Best place to submit RFC for tensorflow core developers?

hrbigelow · December 13, 2022, 4:59pm

Hi,

I’m working on a proof-of-concept tool for TensorFlow ops argument checking and automatic documentaion. Where is the best place to submit an RFC for core developers?

I tried https://groups.google.com/a/tensorflow.org/g/developers a week ago but still no response. It seems extremely low traffic.

Best,

Henry

Bhack · December 13, 2022, 5:10pm

/cc @markdaoust What do you think? Can we discuss informally these things earlier in the forum before, eventually, preparing a formal RFC PR?

Mark_Daoust · December 13, 2022, 5:55pm

Thanks @Bhack,

Yeah, we can always discuss things here.

I own a lot of the documentation tools, so it’s right to have me in the loop.
And I can always help track down the right people, or ping internal list if necessary.

What’s the idea?

If I miss an update on this thread, just ping me again.

hrbigelow · December 13, 2022, 7:43pm

Hi @markdaoust, @Bhack,

Apologies, it’s not quite ready to present for discussion yet. But I’m pleased to find the right venue, thank you for the prompt response. I’ll fix some things and be in touch shortly.

Best,

Henry

Fishon_Amos · December 14, 2022, 3:54am

The best place to submit an RFC for core developers is the TensorFlow GitHub repository. You can post an issue on the repository with a detailed description of your tool. The core developers will review your issue and provide feedback if needed.

Bhack · December 15, 2022, 9:27pm

The RFC process is formally defined at:

github.com

tensorflow/community/blob/master/governance/TF-RFCs.md

# TensorFlow Request for Comments (TF-RFC)

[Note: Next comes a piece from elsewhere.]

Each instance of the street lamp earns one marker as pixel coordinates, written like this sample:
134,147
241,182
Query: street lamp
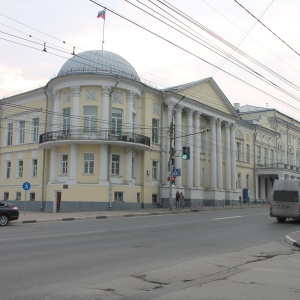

The purpose of a TensorFlow RFC is to engage the TensorFlow community in
development, by getting feedback from stakeholders and experts, and
communicating design changes broadly.

## Who is involved?

Any **community member** may help by providing feedback on whether the RFC will
meet their needs.

An **RFC author** is one or more community member who writes an RFC and is
committed to championing it through the  process.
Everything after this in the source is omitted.